RC As perhaps you know from the translator’s preface to 'In the Temple of a Patient God', Bejan appeared unexpectedly at my door with her first book of Turkish poems. I’ve always thought of her as 'sent', and was very soon attracted by the undercurrents of myth and legend that ran through her strange narratives.
SH What do you enjoy about translating, and Bejan in particular?
RC I’ve always been interested in 'translating' ever since at school when I was tinkering with homework, trying to write more than straight renderings of bits of Homer and Virgil because I thought they lacked something important though I didn't know what it was. Also I had a painter father who read poetry and was busy translating Chaucer's 'Troilus and Criseyde' into modern English and reading it aloud to anyone who cared to listen, and that might include his daughters. So there's a background of poetry and translation from away back.
The attraction of translating Bejan? I think it's in figuring out the difference between language that often seems simple and direct (sometimes like a child's questions to a mother) and the tremendously powerful concepts it presents. There is a 'gravitas', as in the voice of a prophet.

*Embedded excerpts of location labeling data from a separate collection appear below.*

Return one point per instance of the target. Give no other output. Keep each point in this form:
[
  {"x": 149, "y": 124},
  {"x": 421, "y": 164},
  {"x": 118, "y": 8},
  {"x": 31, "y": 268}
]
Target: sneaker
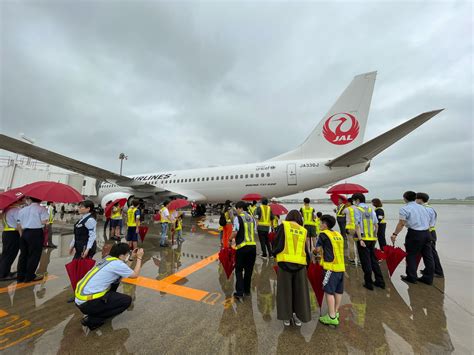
[{"x": 327, "y": 320}]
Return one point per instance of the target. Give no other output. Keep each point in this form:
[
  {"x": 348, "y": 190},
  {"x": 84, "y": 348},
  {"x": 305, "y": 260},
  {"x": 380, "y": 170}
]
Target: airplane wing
[
  {"x": 370, "y": 149},
  {"x": 49, "y": 157}
]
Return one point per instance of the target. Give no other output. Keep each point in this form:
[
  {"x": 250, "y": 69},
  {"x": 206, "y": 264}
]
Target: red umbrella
[
  {"x": 108, "y": 209},
  {"x": 77, "y": 269},
  {"x": 251, "y": 197},
  {"x": 178, "y": 203},
  {"x": 10, "y": 197},
  {"x": 315, "y": 277},
  {"x": 347, "y": 188},
  {"x": 227, "y": 259},
  {"x": 142, "y": 231},
  {"x": 52, "y": 191},
  {"x": 395, "y": 255},
  {"x": 335, "y": 199},
  {"x": 379, "y": 254},
  {"x": 278, "y": 209}
]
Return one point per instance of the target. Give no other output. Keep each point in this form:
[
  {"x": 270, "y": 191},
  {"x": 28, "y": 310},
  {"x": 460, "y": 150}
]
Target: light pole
[{"x": 122, "y": 156}]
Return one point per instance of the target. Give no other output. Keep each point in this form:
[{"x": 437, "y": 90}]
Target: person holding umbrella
[
  {"x": 291, "y": 254},
  {"x": 31, "y": 219},
  {"x": 366, "y": 232},
  {"x": 84, "y": 245}
]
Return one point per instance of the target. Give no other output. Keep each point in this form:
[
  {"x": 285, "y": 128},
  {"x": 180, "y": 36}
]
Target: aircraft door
[{"x": 291, "y": 174}]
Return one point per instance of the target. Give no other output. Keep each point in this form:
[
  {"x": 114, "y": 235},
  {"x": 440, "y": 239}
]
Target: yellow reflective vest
[
  {"x": 83, "y": 282},
  {"x": 337, "y": 242},
  {"x": 295, "y": 241},
  {"x": 367, "y": 224},
  {"x": 249, "y": 233},
  {"x": 264, "y": 219},
  {"x": 308, "y": 214}
]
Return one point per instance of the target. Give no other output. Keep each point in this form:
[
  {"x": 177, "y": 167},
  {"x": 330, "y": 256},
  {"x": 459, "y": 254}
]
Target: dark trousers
[
  {"x": 31, "y": 246},
  {"x": 264, "y": 243},
  {"x": 438, "y": 268},
  {"x": 417, "y": 242},
  {"x": 244, "y": 262},
  {"x": 11, "y": 246},
  {"x": 369, "y": 263},
  {"x": 381, "y": 235},
  {"x": 111, "y": 304}
]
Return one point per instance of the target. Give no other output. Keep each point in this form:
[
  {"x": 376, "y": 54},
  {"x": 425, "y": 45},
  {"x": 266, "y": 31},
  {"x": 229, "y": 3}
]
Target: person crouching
[
  {"x": 293, "y": 301},
  {"x": 96, "y": 293}
]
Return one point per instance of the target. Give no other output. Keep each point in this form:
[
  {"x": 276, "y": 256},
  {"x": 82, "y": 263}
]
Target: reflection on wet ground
[{"x": 183, "y": 304}]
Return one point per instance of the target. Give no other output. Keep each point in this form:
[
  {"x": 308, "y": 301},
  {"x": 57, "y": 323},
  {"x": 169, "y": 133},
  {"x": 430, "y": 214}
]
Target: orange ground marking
[
  {"x": 190, "y": 269},
  {"x": 17, "y": 286},
  {"x": 159, "y": 285}
]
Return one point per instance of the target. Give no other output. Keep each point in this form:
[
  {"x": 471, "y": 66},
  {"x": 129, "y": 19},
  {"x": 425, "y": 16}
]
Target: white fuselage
[{"x": 217, "y": 184}]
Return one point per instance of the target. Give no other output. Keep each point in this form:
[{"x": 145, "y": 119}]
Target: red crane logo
[{"x": 338, "y": 136}]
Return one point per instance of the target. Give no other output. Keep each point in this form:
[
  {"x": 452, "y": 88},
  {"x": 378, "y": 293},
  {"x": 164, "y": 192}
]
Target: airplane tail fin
[{"x": 343, "y": 127}]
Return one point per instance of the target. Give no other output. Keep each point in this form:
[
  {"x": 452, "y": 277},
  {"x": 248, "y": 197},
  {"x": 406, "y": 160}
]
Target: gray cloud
[{"x": 187, "y": 84}]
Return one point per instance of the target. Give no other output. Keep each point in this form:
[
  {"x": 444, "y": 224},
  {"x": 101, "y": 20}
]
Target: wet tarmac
[{"x": 183, "y": 305}]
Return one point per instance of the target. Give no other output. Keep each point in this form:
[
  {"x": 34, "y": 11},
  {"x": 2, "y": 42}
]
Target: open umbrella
[
  {"x": 278, "y": 209},
  {"x": 108, "y": 209},
  {"x": 77, "y": 269},
  {"x": 52, "y": 191},
  {"x": 251, "y": 197},
  {"x": 178, "y": 203},
  {"x": 10, "y": 197},
  {"x": 142, "y": 231},
  {"x": 315, "y": 277},
  {"x": 347, "y": 188},
  {"x": 395, "y": 255},
  {"x": 227, "y": 259},
  {"x": 335, "y": 198}
]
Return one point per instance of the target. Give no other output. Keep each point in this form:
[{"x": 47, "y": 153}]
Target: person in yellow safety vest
[
  {"x": 422, "y": 199},
  {"x": 49, "y": 225},
  {"x": 252, "y": 208},
  {"x": 381, "y": 225},
  {"x": 165, "y": 221},
  {"x": 115, "y": 221},
  {"x": 264, "y": 217},
  {"x": 309, "y": 221},
  {"x": 10, "y": 242},
  {"x": 350, "y": 230},
  {"x": 292, "y": 256},
  {"x": 133, "y": 223},
  {"x": 331, "y": 244},
  {"x": 246, "y": 250},
  {"x": 96, "y": 293},
  {"x": 366, "y": 231}
]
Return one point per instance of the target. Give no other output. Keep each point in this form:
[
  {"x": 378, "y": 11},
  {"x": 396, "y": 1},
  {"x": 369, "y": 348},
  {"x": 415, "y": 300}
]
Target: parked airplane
[{"x": 333, "y": 151}]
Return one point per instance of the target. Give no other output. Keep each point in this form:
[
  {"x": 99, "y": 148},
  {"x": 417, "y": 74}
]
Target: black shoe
[
  {"x": 421, "y": 279},
  {"x": 407, "y": 279},
  {"x": 379, "y": 285},
  {"x": 368, "y": 287}
]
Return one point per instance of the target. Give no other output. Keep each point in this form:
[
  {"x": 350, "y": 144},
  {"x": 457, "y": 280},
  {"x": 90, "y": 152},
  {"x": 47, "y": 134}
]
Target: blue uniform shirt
[
  {"x": 416, "y": 216},
  {"x": 32, "y": 216}
]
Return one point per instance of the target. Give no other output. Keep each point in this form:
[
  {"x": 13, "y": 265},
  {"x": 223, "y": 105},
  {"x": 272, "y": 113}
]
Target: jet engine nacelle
[{"x": 114, "y": 196}]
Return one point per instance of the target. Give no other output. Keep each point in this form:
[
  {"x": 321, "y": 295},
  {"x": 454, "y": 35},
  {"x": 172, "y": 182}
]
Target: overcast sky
[{"x": 179, "y": 85}]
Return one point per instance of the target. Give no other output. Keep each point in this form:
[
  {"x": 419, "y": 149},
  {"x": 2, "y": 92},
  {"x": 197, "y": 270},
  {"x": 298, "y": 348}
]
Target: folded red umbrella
[
  {"x": 315, "y": 277},
  {"x": 227, "y": 259},
  {"x": 178, "y": 203},
  {"x": 77, "y": 269},
  {"x": 142, "y": 231},
  {"x": 108, "y": 209},
  {"x": 379, "y": 254},
  {"x": 278, "y": 209},
  {"x": 251, "y": 197},
  {"x": 347, "y": 188},
  {"x": 52, "y": 191},
  {"x": 395, "y": 255}
]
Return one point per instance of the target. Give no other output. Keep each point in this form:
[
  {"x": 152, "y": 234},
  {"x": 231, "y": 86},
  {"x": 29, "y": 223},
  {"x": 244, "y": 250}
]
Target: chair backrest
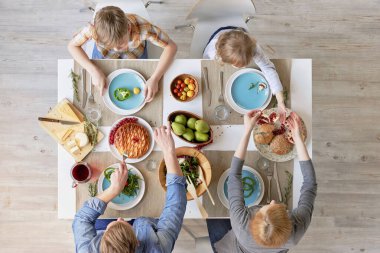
[
  {"x": 216, "y": 9},
  {"x": 205, "y": 28},
  {"x": 209, "y": 15},
  {"x": 128, "y": 6}
]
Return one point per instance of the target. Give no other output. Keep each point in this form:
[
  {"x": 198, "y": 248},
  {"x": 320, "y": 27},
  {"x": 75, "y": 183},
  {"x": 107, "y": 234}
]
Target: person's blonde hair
[
  {"x": 271, "y": 228},
  {"x": 235, "y": 47},
  {"x": 111, "y": 26},
  {"x": 118, "y": 238}
]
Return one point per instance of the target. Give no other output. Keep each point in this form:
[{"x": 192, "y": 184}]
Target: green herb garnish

Other voices in the poems are bizarre, surreal, sometimes naïve, and in the later book also very feisty. The reader and translator is always wondering where are these voices taking us?
SH You talk in your introduction to 'How Abraham Abandoned Me' that it's a hugely different book to 'In the Temple of a Patient God'. What difference did this make to your translating?
RC I think the big difference between the books (they are ten years apart) lies in a sense of resolution reached, of possibilities hinted - like an anchor cast. Names are named, the poet even defining herself. She said in an interview (and in one of the poems) there was a process of 'growing-up'.
The metre is similar, the language still shifts between abstract and concrete, the fairytale atmosphere of the early work becomes the better-known stories of the three monotheistic religions. There's a creation story, the familiar personae of Adam and Eve and the serpent, the garden, Abraham and his son, angels with flaming swords; we think we know where we are, then the poet whirls us off to a ritual of 'turning', so that an interviewer asked if she’d become a sufi - a question she laughed off, 'I'm no mystic'. But new concepts appear, words like 'compassion', 'love', 'peace'. Perhaps the poet's declaration (again in an interview) that she admires Mahatma Gandhi will begin to throw light on this enigmatic poem. I would hope the translation succeeds in reflecting this change of mood.
SH You worked with Selçuk Berilgen on this translation, how does this collaboration work?
RC 'Collaboration' can take many forms. When I collaborated with Richard McKane on two major Turkish poets we worked both separately and together – to explain – we separately translated the poems of our choice, read them to each other and exchanged interpretive suggestions, calling on speakers or readers of the source language when necessary. Just occasionally we worked a longer poem together: fortunately we shared an emotional sense of the original. I don’t know how many collaborators work like this.
Selçuk Berilgen, who is sympathetic to Bejan's work, was a meticulous reader of every draft and an invaluable source of information on Turkish idioms, customs and traditions, which considerably lightened the load when it came to final decision-making. It has been a pleasure to work with him. We have also worked together on another, very different Turkish woman poet where we were amost excavating every word and phrase like archaeologists on a site, referring often to the poet as source, sharing every perception. At present we are working on a book of prose narratives by Bejan, where Selçuk 'leads' by virtue of his expertise and his own particular area of work.